This easy vegetable chili will be sure to keep your warm during the chilly fall weather…
Back in April I went to King Arthur Flour for a fun little baking adventure. I wrote about it on the blog but there was one thing I didn’t mention. The totally delicious vegetable chili that was served to us at lunch. Now, I didn’t have the exact recipe they used so I sorta altered a solid recipe I found until I came up with the flavor I wanted.
I packed this easy vegetable soup full of fresh vegetables and lots of smoky spice. I have recently been having a love affair with smoked paprika so it made a very delicious appearance in this soup. I cannot tell you how much I used to underestimate the amazingness of paprika. Growing up I thought it was just some flavorless spice that my Aunt Lyn used to sprinkled on top of her “famous” deviled eggs. Then I tried smoked paprika and realized the stuff freaking rocks.

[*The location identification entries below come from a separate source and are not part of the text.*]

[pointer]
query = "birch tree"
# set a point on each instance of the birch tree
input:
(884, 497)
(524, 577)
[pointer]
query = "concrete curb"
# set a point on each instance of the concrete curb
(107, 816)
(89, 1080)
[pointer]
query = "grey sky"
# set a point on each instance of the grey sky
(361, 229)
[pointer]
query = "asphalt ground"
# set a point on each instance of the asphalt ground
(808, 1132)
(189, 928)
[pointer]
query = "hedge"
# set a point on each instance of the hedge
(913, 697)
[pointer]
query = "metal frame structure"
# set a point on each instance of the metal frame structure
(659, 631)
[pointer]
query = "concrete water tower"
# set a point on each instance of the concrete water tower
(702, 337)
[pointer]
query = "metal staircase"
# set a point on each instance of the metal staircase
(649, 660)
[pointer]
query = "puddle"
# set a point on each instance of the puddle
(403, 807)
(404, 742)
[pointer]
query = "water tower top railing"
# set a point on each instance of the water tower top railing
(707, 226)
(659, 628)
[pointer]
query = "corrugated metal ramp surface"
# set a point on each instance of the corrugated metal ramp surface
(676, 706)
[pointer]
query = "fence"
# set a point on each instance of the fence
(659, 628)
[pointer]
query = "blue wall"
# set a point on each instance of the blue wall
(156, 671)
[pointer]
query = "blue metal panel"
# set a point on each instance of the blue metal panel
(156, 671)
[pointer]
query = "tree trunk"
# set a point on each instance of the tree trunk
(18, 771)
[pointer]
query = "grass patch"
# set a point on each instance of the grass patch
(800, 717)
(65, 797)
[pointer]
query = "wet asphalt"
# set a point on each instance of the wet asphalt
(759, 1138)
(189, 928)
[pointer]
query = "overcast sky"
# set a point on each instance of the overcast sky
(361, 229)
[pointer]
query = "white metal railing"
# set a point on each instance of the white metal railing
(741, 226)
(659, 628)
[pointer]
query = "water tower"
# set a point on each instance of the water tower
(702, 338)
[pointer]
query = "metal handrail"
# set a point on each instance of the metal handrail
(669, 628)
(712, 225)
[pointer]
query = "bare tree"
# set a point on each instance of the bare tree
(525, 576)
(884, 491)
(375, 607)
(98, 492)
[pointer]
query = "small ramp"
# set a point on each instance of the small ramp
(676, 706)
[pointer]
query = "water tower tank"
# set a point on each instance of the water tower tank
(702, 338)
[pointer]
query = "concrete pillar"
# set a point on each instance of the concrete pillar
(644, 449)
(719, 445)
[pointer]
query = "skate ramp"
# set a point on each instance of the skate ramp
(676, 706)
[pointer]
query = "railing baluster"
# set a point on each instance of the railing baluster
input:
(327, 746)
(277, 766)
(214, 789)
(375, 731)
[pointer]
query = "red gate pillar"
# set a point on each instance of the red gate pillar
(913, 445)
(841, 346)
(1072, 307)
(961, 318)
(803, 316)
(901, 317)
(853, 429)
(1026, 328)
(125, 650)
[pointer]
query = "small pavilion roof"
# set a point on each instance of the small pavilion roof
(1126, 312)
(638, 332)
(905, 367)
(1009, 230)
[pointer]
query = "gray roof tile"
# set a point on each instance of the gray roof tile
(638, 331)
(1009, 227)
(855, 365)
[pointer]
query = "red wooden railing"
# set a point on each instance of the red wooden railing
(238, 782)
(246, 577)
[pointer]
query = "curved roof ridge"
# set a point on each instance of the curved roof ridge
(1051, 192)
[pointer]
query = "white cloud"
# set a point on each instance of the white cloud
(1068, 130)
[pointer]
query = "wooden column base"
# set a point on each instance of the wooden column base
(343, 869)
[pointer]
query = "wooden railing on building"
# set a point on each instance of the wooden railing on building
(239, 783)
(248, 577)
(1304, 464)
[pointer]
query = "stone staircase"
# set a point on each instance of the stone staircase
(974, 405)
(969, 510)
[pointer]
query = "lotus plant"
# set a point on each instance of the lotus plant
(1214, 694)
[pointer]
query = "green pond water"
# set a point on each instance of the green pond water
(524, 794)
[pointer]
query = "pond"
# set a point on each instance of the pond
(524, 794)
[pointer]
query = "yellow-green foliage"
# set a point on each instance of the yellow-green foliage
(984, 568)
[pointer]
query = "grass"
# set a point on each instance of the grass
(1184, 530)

Now, if you want to keep the soup vegan than skip out on the sprinkling of sharp cheddar. However, if you are cheese lover I suggest using it.
You cannot go wrong with sharp cheddar. Since I have gotten back from Vermont I have been eating obscene amounts of Cabot cheese. It’s getting bad. Almost daily I find myself devouring cheese. Trust me when it’s say it’s not classy either. I’m not delicately putting it on a board with some sliced apples and crackers. I basically chop off a hunk and eat it like I’m scared someone is going to steal it from me.
Pure class ladies and gentleman.
Easy Vegetable Chili
Yield: 6 servings
Prep Time: 20 minutes
Cook Time: 30 minutes
Total Time: 50 minutes
- 2 tablespoons olive oil
- 1 medium yellow onion, chopped
- 1 red bell pepper, chopped
- 1 green bell pepper, chopped
- 3 cloves garlic, minced
- 2 small zucchinis, chopped
- 2 cups frozen corn
- 1 pound sliced mushrooms
- 1-1/2 tablespoons chili powder
- 1 tablespoon cumin powder
- 1 teaspoon smoked paprika
- 1/2 - 1 teaspoon chipotle chili powder (this is spicy so use as much or as little as desired)
- 1 teaspoon kosher salt
- 1/4 teaspoon cayenne pepper
- 1 (24 ounce) can chopped or crushed tomatoes in juice
- 1 cup vegetable stock
- 2 (14 ounce) cans black beans, drained and rinsed
- 1/4 cup diced cilantro
- 1 cup shredded/cubed sharp cheddar cheese (optional)
Adapted from Emeril Lagasse
Add a large soup pot over medium-high heat and add olive oil.
When the oil is hot add onion, red bell pepper and green bell pepper. Cook until the vegetables start to soften.
Add in garlic, zucchini, corn and mushrooms. Cook until the vegetables are soft and add in chili powder, cumin, smoked paprika, salt, cayenne, tomatoes, vegetable stock and black beans.
Bring soup to a boil, reduce the heat and simmer for 20 minutes. Stir in cilantro and add more salt if necessary.
If desired serve sprinkled with sharp cheddar cheese.
*While I am friendly with the folks at Cabot I was not paid or asked to say anything about their cheese. It’s just really awesome and I wanted to spread the cheese love.